Meteorologists say Tropical Storm Isaias could strengthen into a hurricane and threaten the East Coast of the U.S., after causing power outages and small landslides across Puerto Rico and the Dominican Republic.
The U.S. National Hurricane Center said late Thursday that Isaias is moving with maximum sustained winds of 95 kph.
The Associated Press reports that the storm’s powerful winds in Puerto Rico, still recovering from other hurricanes and earthquakes, has transformed “several streets into fast-flowing rivers and toppled trees and some telephone and electrical cables.”
More than 100,000 people are without fresh water.
According to AP, 14 percent of Puerto Rico’s cell towers are out.
Emergency workers had to rescue several families who were reluctant to leave their homes for public shelters because of fear of being exposed to the coronavirus at the shelters.

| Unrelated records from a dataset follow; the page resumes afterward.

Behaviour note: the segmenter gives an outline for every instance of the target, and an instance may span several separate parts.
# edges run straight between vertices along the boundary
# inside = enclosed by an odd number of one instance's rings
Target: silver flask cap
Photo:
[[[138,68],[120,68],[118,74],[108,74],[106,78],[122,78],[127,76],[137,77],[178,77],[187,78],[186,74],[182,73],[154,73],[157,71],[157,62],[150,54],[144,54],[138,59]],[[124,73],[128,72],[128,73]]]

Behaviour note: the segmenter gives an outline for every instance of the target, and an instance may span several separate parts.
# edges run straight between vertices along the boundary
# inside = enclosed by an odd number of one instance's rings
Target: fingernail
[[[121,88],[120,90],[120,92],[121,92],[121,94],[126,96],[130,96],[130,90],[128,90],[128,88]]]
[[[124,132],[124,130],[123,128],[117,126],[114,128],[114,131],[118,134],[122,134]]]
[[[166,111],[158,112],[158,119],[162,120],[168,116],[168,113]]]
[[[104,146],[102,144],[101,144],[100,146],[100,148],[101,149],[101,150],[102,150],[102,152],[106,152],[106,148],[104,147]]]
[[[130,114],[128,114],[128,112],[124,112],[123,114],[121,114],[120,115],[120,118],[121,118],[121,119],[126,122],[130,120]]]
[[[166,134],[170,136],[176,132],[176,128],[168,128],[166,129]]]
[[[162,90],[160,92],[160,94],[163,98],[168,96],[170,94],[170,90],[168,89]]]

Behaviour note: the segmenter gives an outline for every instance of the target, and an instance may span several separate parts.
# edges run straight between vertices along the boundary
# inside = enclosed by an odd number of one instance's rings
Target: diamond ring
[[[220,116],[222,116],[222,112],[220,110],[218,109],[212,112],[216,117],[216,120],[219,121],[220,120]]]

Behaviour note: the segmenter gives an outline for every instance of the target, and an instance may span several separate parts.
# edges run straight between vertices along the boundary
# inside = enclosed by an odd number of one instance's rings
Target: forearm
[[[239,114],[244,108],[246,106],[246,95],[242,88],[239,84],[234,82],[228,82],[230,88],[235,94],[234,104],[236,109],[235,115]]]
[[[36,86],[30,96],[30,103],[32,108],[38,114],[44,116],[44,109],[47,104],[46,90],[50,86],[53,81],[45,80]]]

Isaias also blew down trees in the Dominican Republic. Police arrested surfers who refused to heed warnings to find shelter.
The U.S. National Hurricane Center has issued a tropical storm watch for parts of Florida’s east coast, and the government of the Bahamas issued a similar warning for swaths of its territory.
Other areas under a tropical storm watch or warning include parts of Haiti, the Dominican Republic and the Turks and Caicos Islands.
A tropical storm warning means that tropical storm conditions are expected somewhere within the warning area within 36 hours. A tropical storm watch means that tropical storm conditions are possible within the watch area, generally within 48 hours.
The latest forecast map shows Isaias striking the Florida coast as a hurricane Saturday afternoon and working its way up the Atlantic seaboard.
U.S. President Donald Trump has signed an emergency declaration for Puerto Rico, which has yet to fully recover from 2017’s Hurricane Maria and a recent series of earthquakes.
Isaias is the ninth named storm of a busy Atlantic hurricane season. This is the earliest date a storm beginning with the letter “I” has formed.